Mon périmètre d'intervention ne concerne que la construction et la rénovation, en tant qu'acteur et représentant des entreprises présentes à La Réunion. Notre secteur d'activité pèse environ 19 000 emplois. Nous sommes donc un acteur social majeur de l'île et c'est notre première responsabilité.

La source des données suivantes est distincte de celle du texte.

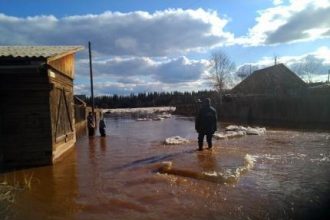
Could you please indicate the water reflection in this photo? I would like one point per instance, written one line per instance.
(207, 161)
(113, 177)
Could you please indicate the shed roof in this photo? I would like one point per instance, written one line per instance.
(277, 79)
(46, 52)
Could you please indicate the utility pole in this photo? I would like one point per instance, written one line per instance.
(92, 89)
(275, 61)
(91, 75)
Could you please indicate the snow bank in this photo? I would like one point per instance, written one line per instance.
(175, 140)
(233, 131)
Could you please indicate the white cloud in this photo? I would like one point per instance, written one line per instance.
(167, 32)
(318, 63)
(171, 71)
(301, 20)
(277, 2)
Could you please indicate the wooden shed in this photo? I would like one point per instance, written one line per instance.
(36, 102)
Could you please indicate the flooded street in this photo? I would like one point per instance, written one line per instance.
(286, 176)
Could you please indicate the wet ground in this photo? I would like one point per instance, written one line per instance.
(286, 176)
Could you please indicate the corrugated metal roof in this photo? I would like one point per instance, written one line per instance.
(37, 51)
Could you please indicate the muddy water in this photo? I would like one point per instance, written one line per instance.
(286, 176)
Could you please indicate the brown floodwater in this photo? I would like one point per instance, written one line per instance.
(280, 175)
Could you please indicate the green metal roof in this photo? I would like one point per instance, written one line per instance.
(37, 51)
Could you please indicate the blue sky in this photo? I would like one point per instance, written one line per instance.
(165, 45)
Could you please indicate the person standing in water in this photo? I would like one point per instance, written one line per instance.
(90, 124)
(206, 123)
(102, 127)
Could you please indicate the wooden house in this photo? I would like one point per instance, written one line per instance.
(36, 102)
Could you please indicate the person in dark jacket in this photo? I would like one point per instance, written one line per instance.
(90, 124)
(102, 127)
(206, 123)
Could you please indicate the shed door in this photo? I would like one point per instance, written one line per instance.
(64, 123)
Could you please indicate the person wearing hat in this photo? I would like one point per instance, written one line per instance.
(206, 123)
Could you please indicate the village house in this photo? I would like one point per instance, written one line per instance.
(276, 96)
(36, 101)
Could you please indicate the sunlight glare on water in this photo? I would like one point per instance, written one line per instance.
(279, 175)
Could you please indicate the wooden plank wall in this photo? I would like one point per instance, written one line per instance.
(25, 119)
(62, 108)
(64, 65)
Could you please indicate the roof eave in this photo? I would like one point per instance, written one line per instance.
(58, 56)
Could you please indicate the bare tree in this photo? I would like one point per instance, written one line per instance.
(307, 67)
(221, 67)
(246, 70)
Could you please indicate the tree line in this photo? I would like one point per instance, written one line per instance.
(151, 99)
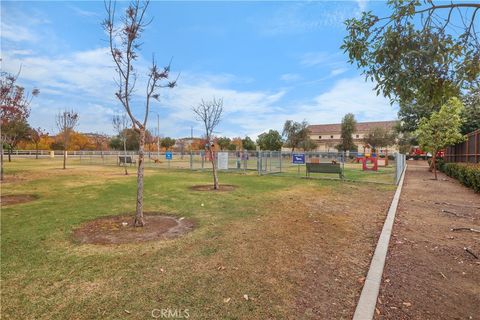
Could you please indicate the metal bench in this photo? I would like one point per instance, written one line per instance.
(125, 160)
(324, 168)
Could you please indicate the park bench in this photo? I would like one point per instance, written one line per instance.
(324, 168)
(125, 160)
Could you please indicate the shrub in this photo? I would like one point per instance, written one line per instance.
(468, 174)
(439, 163)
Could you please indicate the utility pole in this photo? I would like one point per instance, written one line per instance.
(158, 136)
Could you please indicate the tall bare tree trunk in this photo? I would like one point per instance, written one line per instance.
(214, 168)
(125, 154)
(1, 163)
(139, 222)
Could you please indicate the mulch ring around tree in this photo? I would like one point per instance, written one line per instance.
(11, 199)
(209, 187)
(120, 229)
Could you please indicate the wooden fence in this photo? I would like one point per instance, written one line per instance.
(466, 151)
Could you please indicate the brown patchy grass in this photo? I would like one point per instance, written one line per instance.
(297, 248)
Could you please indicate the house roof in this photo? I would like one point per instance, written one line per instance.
(361, 127)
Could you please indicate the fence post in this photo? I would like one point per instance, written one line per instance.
(280, 155)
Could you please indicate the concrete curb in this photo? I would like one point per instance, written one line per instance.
(368, 298)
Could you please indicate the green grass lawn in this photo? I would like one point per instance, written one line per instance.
(46, 275)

J'entre dans le détail du coût, qui constitue le sujet du jour. Le coût d'une construction est lié à trois éléments principaux. Le premier, et vous l'avez cité, concerne la main-d'œuvre. Notre convention collective est spécifique à l'île de La Réunion et notre secteur est le seul à disposer d'une convention outre-mer. Nos grilles salariales sont revues tous les ans par une commission placée sous l'égide de la direction du travail et de la préfecture. Nous sommes arrivés au terme du processus de cette année après deux mois et avons abouti à un accord d'augmentation des salaires à plus de 4,1 %, qui reprend l'inflation de 2022. Ce phénomène impactera forcément le coût global du prix final. Notre dialogue social est parfois tendu, mais cette année, aucune grève n'a été décidée, ce qui est un exploit au vu du contexte social général très enflammé. Le coût de la main-d'œuvre constitue un élément essentiel.

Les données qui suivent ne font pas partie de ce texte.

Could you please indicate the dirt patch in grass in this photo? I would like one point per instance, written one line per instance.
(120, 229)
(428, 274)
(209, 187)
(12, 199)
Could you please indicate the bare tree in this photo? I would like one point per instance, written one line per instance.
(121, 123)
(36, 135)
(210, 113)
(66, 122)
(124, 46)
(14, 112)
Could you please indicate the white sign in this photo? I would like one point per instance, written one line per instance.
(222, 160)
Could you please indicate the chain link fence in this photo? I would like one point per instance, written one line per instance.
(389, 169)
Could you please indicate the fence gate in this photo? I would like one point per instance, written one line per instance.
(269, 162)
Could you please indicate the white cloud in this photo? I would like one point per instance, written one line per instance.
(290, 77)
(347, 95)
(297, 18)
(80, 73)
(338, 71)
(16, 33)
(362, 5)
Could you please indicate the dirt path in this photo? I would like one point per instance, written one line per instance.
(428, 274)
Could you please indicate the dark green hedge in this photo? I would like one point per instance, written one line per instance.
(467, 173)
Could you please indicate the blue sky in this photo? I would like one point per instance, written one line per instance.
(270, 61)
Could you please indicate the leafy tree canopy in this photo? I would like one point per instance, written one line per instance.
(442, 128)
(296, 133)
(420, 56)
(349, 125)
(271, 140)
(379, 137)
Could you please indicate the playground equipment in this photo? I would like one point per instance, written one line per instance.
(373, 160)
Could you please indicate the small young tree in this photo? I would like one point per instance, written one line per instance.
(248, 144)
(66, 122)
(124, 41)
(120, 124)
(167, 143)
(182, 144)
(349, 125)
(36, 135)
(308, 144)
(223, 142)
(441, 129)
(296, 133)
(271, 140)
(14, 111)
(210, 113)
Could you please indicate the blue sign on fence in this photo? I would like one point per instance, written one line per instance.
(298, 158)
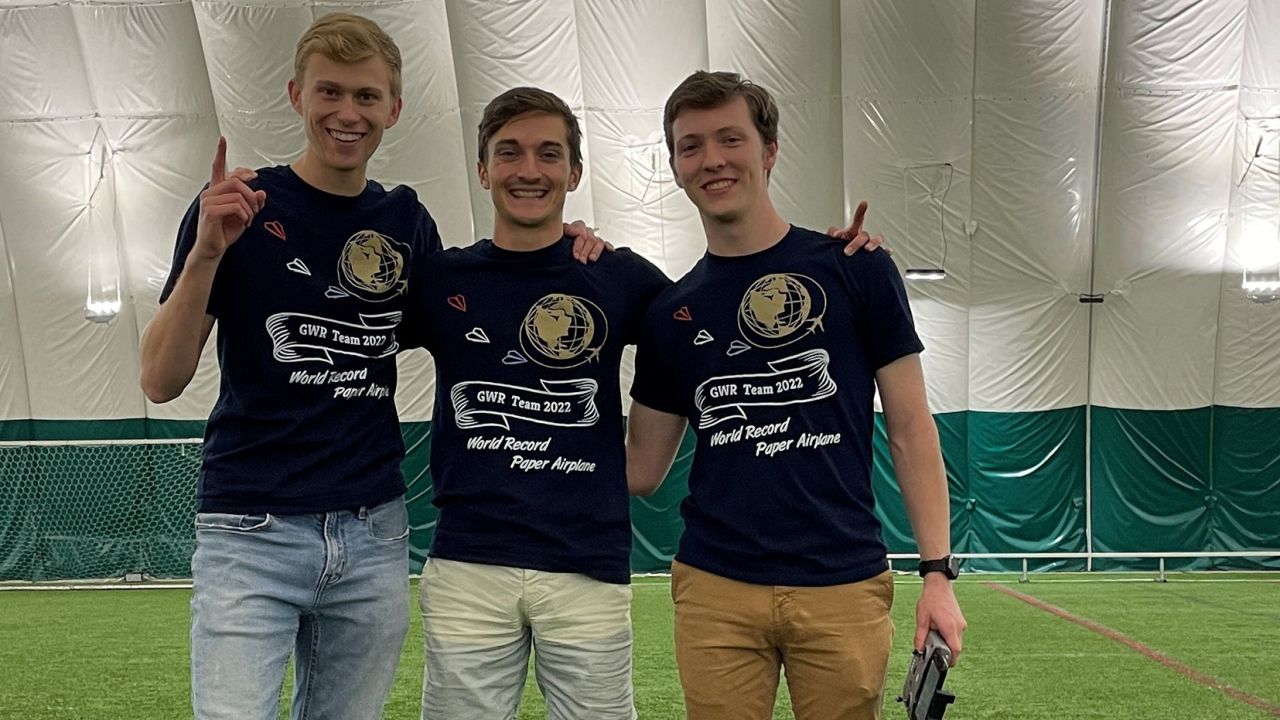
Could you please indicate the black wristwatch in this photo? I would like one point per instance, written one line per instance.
(949, 566)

Viennent ensuite les produits et la façon de les mettre en œuvre. Pour 90 %, ces produits de construction sont exogènes, importés. Lorsque le fret augmente, nous en ressentons directement l'impact. Une telle situation est apparue après la crise de la Covid-19 et la guerre en Ukraine. L'augmentation du coût de l'énergie impacte directement le coût global d'importation. Nous ne parlons pas du tout du prix du matériau lui-même. Nos sources d'approvisionnement sont principalement européennes. D'un point de vue réglementaire, nous utilisons des produits estampillés « CE », en précisant que des produits issus hors du périmètre européen peuvent être marqués « CE ». Il ne s'agit que d'un marquage et d'un label.

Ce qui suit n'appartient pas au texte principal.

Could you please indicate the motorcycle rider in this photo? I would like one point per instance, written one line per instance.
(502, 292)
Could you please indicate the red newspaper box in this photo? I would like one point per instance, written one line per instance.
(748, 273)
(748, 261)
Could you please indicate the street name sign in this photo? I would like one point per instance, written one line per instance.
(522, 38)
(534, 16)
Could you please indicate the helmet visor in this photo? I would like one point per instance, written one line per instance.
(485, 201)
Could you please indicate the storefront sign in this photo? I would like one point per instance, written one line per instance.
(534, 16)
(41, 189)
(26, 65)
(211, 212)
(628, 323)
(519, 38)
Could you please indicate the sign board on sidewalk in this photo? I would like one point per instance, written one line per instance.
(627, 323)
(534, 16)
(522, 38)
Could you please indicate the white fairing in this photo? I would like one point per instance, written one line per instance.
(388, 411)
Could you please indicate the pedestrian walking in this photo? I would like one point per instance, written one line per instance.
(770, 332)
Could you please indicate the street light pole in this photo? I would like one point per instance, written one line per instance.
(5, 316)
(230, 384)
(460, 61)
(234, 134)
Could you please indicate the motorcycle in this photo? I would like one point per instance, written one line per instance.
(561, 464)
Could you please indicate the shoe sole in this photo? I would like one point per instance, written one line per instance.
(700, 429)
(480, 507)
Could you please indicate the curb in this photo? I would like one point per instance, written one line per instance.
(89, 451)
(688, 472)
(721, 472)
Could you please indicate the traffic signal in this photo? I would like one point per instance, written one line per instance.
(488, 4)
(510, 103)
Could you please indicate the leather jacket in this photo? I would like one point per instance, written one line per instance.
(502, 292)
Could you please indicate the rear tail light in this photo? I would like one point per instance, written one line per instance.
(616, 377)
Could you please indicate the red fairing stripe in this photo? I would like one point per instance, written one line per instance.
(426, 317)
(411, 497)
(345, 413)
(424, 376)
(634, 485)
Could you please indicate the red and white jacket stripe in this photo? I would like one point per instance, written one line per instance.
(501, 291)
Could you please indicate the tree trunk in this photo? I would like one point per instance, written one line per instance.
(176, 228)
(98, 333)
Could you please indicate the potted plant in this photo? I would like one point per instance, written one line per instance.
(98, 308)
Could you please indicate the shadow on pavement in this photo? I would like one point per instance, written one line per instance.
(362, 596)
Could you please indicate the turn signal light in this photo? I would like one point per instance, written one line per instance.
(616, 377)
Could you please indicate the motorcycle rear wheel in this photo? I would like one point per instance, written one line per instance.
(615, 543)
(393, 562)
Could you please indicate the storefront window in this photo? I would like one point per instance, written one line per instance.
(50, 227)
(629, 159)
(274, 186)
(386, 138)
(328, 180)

L'élément le plus important qui concentre la gamme des produits possibles pour les entreprises réunionnaises correspond aux avis techniques. Ils sont délivrés par un organisme unique, le Centre scientifique et technique du bâtiment (CSTB). Ce système génère, quelque part, une concentration de produits disponibles et une lenteur d'agrément. Les industriels pourraient mettre en œuvre des produits originaires de La Réunion, mais ils sont contraints de consulter le CSTB pour obtenir ce fameux avis technique. Ce premier monopole est créé par le CSTB. Il en résulte des difficultés en termes de vitesse, d'approvisionnement et de coûts du fait que les produits soient limités entre l'offre et la demande.
Le coût global de la construction intègre celui de l'énergie. Ici aussi, nous constatons une situation de monopole d'Enedis (anciennement ERDF). Nous avons aussi un tarif unique de carburant et nous subissons ses augmentations régulières.
En raison de ce système, l'ouverture, dans le sens du marché, n'est pas forcément possible. Je pense que nous sommes tous persuadés, autour de cette table, qu'il est envisageable d'avoir recours à une autre méthode de construction et de trouver des solutions qui répondent aux contraintes. Ce sont les contraintes d'éloignement, mais aussi de spécificités climatiques. Nous avons créé à ce titre une commission miroir du Bureau national de normalisation des techniques de la construction (BNTEC), qui permet d'amender les documents techniques unifiés (DTU) et d'avoir des mises en œuvre de produits adaptés afin de baisser la sinistralité. Cette mesure, mise en place il y a cinq ans, a été diligentée et proposée par le rapport d´information n° 601 de la délégation sénatoriale aux outre-mer sur les normes en matière de construction et d'équipements publics dans les outre-mer du 29 juin 2017. Ce rapport listait 35 mesures, mais, en 2023, seules cinq d'entre elles sont réellement effectives. Il serait opportun de reprendre le rapport, et c'est l'une de nos propositions. Les crises que nous venons de traverser n'ont fait qu'amplifier les problèmes diagnostiqués bien en amont. Il convient de revenir à une méthode de travail facilitant les aspects normatifs et réglementaires. Vous avez la main sur cet aspect réglementaire, c'est-à-dire que nous avons des réglementations spécifiques, la fameuse règlementation thermique aération acoustique DOM (RTAA-DOM) qui intègre des éléments différents des réglementations nationales. Il faut que cette règlementation atteigne enfin ses objectifs. C'est l'une des mesures du rapport sénatorial, qui, malheureusement, n'a pas été mise en œuvre.